Si l’Iran ferme le Détroit d’Ormuz, ce n’est plus une guerre régionale. C’est une crise économique mondiale. Les prix de l’énergie explosent dans chaque pays importateur de pétrole. Ce que vous allez payer à la pompe la semaine prochaine, ce que vont payer vos entreprises pour l’électricité, ce que vont payer les hôpitaux pour chauffer leurs bâtiments — tout cela dépend de ce qui se passe dans ce détroit dans les prochaines heures.

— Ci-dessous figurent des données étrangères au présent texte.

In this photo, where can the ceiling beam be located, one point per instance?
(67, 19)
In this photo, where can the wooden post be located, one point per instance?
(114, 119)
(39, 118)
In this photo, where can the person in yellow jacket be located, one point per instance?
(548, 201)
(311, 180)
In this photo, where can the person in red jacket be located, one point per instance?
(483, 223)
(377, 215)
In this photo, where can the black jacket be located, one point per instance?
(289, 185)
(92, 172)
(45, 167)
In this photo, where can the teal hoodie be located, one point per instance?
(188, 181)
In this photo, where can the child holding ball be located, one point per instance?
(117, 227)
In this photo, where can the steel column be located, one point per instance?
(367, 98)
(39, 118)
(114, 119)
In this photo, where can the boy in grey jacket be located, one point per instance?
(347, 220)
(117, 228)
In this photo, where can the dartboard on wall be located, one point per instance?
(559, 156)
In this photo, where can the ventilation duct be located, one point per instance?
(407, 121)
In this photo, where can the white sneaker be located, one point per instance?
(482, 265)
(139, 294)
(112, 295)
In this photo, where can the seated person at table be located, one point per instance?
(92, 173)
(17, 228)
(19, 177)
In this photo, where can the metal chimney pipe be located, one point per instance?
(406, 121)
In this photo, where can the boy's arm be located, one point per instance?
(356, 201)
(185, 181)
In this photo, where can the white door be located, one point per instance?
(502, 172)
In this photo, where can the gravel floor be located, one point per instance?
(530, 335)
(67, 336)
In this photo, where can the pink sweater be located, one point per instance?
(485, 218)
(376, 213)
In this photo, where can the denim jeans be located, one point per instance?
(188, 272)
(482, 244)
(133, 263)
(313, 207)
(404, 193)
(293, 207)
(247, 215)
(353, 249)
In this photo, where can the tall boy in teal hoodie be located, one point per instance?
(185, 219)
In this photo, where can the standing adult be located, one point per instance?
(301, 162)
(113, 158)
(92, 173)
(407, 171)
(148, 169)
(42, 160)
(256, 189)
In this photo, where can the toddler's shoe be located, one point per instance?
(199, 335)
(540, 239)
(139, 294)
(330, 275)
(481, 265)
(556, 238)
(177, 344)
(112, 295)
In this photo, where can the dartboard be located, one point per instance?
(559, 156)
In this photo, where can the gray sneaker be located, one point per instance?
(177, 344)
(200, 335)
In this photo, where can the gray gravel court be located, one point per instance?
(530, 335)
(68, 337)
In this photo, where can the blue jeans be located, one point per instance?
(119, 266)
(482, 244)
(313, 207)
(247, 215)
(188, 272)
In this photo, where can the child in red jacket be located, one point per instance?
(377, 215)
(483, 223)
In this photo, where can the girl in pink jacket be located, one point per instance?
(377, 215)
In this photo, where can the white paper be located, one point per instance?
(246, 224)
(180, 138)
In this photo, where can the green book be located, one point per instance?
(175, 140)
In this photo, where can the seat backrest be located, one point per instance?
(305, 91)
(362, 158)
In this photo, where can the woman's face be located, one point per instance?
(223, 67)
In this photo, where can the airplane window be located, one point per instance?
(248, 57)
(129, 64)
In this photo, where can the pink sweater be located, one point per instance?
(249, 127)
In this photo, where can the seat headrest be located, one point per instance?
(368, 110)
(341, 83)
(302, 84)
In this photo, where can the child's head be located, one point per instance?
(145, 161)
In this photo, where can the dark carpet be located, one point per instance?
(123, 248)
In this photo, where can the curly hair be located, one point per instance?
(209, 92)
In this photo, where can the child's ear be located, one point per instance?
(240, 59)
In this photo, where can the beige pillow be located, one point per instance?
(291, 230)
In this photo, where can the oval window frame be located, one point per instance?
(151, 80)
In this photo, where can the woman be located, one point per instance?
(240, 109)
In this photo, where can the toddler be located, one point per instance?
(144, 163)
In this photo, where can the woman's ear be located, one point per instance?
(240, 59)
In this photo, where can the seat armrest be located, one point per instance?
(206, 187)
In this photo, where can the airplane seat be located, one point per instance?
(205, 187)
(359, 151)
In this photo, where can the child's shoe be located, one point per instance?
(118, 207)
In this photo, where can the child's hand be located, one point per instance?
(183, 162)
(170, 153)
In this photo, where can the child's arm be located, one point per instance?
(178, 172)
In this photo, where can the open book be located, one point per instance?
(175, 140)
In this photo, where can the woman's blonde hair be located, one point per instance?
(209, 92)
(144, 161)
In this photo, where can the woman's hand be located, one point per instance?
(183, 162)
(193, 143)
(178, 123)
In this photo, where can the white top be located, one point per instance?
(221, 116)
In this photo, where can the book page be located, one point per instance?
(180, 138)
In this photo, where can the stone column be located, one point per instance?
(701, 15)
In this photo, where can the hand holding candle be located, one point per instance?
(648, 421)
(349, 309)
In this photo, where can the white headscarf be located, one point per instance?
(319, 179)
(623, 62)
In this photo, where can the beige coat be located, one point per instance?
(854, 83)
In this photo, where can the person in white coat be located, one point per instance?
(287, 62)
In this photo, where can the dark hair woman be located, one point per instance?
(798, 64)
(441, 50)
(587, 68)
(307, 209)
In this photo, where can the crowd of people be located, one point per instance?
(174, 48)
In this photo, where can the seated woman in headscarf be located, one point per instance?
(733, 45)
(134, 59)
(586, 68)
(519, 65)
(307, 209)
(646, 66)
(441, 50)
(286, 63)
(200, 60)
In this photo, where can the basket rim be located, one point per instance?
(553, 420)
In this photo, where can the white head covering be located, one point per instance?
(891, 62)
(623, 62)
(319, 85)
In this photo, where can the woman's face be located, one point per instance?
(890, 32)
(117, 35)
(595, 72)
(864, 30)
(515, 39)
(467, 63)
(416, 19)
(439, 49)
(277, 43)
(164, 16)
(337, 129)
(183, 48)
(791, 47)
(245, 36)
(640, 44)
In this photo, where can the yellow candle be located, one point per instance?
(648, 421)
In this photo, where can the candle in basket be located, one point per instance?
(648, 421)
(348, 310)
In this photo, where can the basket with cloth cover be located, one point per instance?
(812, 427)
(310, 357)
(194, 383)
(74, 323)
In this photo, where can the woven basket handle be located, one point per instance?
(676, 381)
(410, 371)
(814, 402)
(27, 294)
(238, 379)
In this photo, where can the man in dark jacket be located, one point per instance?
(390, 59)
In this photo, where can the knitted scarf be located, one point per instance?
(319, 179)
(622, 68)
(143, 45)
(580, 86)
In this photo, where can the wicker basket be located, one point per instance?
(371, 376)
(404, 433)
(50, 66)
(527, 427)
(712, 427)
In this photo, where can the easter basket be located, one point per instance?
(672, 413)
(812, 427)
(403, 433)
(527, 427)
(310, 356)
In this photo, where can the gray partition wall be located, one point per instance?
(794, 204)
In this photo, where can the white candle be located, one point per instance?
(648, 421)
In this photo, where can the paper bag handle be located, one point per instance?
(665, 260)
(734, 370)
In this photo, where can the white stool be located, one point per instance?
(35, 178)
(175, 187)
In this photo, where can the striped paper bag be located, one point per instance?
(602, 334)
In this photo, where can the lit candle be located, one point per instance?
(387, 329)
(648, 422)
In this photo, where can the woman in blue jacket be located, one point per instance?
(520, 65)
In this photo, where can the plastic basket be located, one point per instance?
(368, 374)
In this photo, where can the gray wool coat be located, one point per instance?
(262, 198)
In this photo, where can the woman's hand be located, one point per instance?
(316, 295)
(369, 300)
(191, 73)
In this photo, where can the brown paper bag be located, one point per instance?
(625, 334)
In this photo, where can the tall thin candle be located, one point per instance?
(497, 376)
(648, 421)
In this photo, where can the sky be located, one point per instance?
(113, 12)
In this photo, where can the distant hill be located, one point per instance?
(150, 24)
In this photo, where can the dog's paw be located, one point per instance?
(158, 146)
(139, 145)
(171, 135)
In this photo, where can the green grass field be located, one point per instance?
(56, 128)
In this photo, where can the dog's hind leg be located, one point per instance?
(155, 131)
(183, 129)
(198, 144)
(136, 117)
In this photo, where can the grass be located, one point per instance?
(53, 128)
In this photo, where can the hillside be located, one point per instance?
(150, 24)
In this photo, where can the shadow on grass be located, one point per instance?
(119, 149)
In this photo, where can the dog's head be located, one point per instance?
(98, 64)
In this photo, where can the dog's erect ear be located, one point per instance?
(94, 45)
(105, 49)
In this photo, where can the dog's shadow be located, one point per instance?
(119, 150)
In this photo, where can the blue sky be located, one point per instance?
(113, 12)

Les acteurs et leurs calculs — qui perd quoi cette nuit
Les pays du Golfe : pris entre deux feux
La position des monarchies du Golfe est celle d’une tragédie géopolitique classique : des pays qui n’ont pas voulu cette guerre, qui ont tout fait pour l’éviter, et qui en subissent pourtant les premières conséquences directes. Bahreïn, le Qatar, le Koweït, les Émirats arabes unis hébergent des bases militaires américaines sur leur territoire — non par choix idéologique, mais par nécessité sécuritaire face à l’Iran. Ce soir, cette décision les place au cœur de la cible. Le ministre des Affaires étrangères iranien Araghchi a eu le geste diplomatique de contacter ses homologues du Golfe pour leur préciser que l’Iran ne les ciblait pas eux — mais les bases américaines sur leur sol. La distinction est réelle sur le papier. Elle est inopérante dans les faits. Quand un missile frappe une base américaine à Manama, c’est Bahreïn qui brûle.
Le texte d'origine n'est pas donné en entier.